Ces jours-ci, le cliquetis des machines à coudre accueille les visiteurs qui sont encouragés à inspecter les vêtements colorés et magnifiquement brodés présentés dans différentes tailles et formes. Ce sont les dernières versions des vêtements Toghu, chacune richement confectionnée, et c’est le centre d’opérations très actif du créateur de mode Fule Valentine. C’est là qu’il a conçu le dessin qui devait être apposé sur le ballon de match.
« Le design du ballon de match de la CAN 2021 est constitué de dents de tigre en forme de zigzag, représentant le design du Toghu », a-t-il expliqué.
Le voyage pour livrer le design a commencé par un appel téléphonique du comité d’organisation local de la Coupe d’Afrique des Nations, mais le voyage et l’engagement de Fule avec les designs sportifs ont commencé beaucoup plus tôt. Lors de la Coupe d’Afrique des Nations féminines 2016, au cours de laquelle le Nigeria a battu le Cameroun pour soulever le trophée, Fule a habillé des danseurs traditionnels des régions du nord-ouest et de l’ouest du Cameroun ainsi que les musiciens qui ont chanté l’hymne lors des cérémonies d’ouverture et de clôture en tenue traditionnelle.La même année, le créateur est appelé à concevoir et dessiner la tenue de l’équipe olympique du Cameroun. Le pays a ensuite remporté une médaille pour le meilleur uniforme aux Jeux olympiques de Rio, une médaille qui a fait sourire de nombreux compatriotes de Fule, même si le pays n’a remporté de médaille à aucun des événements.

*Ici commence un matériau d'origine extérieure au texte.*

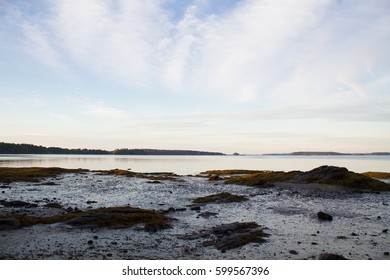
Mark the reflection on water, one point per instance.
(195, 164)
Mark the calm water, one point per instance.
(194, 164)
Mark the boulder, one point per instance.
(330, 256)
(324, 217)
(9, 223)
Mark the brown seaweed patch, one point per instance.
(223, 197)
(261, 178)
(101, 217)
(119, 172)
(32, 174)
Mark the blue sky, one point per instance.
(231, 76)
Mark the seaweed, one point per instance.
(101, 217)
(377, 175)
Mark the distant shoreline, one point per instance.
(11, 148)
(328, 154)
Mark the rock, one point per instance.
(207, 214)
(324, 217)
(341, 237)
(53, 205)
(214, 177)
(329, 256)
(9, 223)
(223, 197)
(154, 182)
(195, 208)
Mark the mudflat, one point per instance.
(328, 212)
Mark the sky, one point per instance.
(247, 76)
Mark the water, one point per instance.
(183, 165)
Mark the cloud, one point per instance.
(100, 110)
(279, 52)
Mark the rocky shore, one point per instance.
(326, 213)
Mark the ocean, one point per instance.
(184, 165)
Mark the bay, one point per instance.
(184, 165)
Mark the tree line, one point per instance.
(11, 148)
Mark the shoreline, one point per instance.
(276, 212)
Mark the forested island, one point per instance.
(11, 148)
(308, 153)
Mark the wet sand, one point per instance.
(286, 212)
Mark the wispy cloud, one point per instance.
(163, 67)
(259, 48)
(100, 110)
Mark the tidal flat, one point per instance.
(328, 212)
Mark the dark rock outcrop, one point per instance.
(330, 256)
(223, 197)
(9, 223)
(18, 204)
(324, 216)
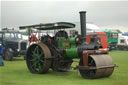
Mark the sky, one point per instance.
(105, 14)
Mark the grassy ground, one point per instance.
(16, 73)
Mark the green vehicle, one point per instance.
(112, 39)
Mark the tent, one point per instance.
(126, 34)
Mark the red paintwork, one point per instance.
(103, 37)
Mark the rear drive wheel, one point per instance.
(36, 59)
(97, 61)
(8, 55)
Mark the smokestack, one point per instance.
(83, 25)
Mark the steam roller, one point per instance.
(57, 52)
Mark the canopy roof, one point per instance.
(50, 26)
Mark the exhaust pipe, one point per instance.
(83, 26)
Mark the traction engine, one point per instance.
(58, 52)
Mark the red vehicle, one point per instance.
(103, 38)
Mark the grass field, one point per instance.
(16, 73)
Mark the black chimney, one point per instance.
(83, 25)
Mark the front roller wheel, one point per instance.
(37, 60)
(102, 67)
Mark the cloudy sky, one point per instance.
(105, 14)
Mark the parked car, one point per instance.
(13, 44)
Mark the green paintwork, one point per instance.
(63, 43)
(112, 41)
(71, 53)
(37, 58)
(69, 46)
(72, 41)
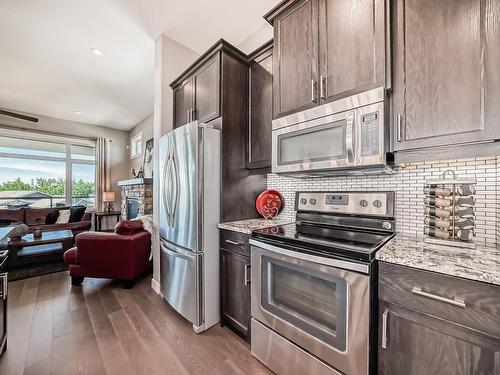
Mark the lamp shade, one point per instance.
(108, 196)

En 2020, l’uniforme camerounais a de nouveau fait une entrée haute en couleur aux JO et a de nouveau été élu l’un des meilleurs. Alors peut-être que l’appel téléphonique du comité d’organisation local de la Coupe d’Afrique des Nations n’était pas tout à fait inattendu. Après avoir entendu ce qui était demandé, Fule s’est rapidement mis au travail.
« J’ai travaillé en arrière-plan avec une délégation d’Umbro pour m’assurer que le design du ballon était vraiment le design Toghu », a-t-il déclaré. Fule, issu d’une famille ou d’artistes, est l’un des nombreux créateurs à transformer ce qui était autrefois l’apanage des rois et des reines, et utilisé uniquement pour les cérémonies traditionnelles, en une robe culturelle populaire portée fièrement par de nombreux Camerounais. Les conceptions originales de Toghu ont été modernisées de plusieurs façons, et ce qui a commencé comme une nouveauté se retrouve maintenant dans les mariages, les fêtes et même au bureau.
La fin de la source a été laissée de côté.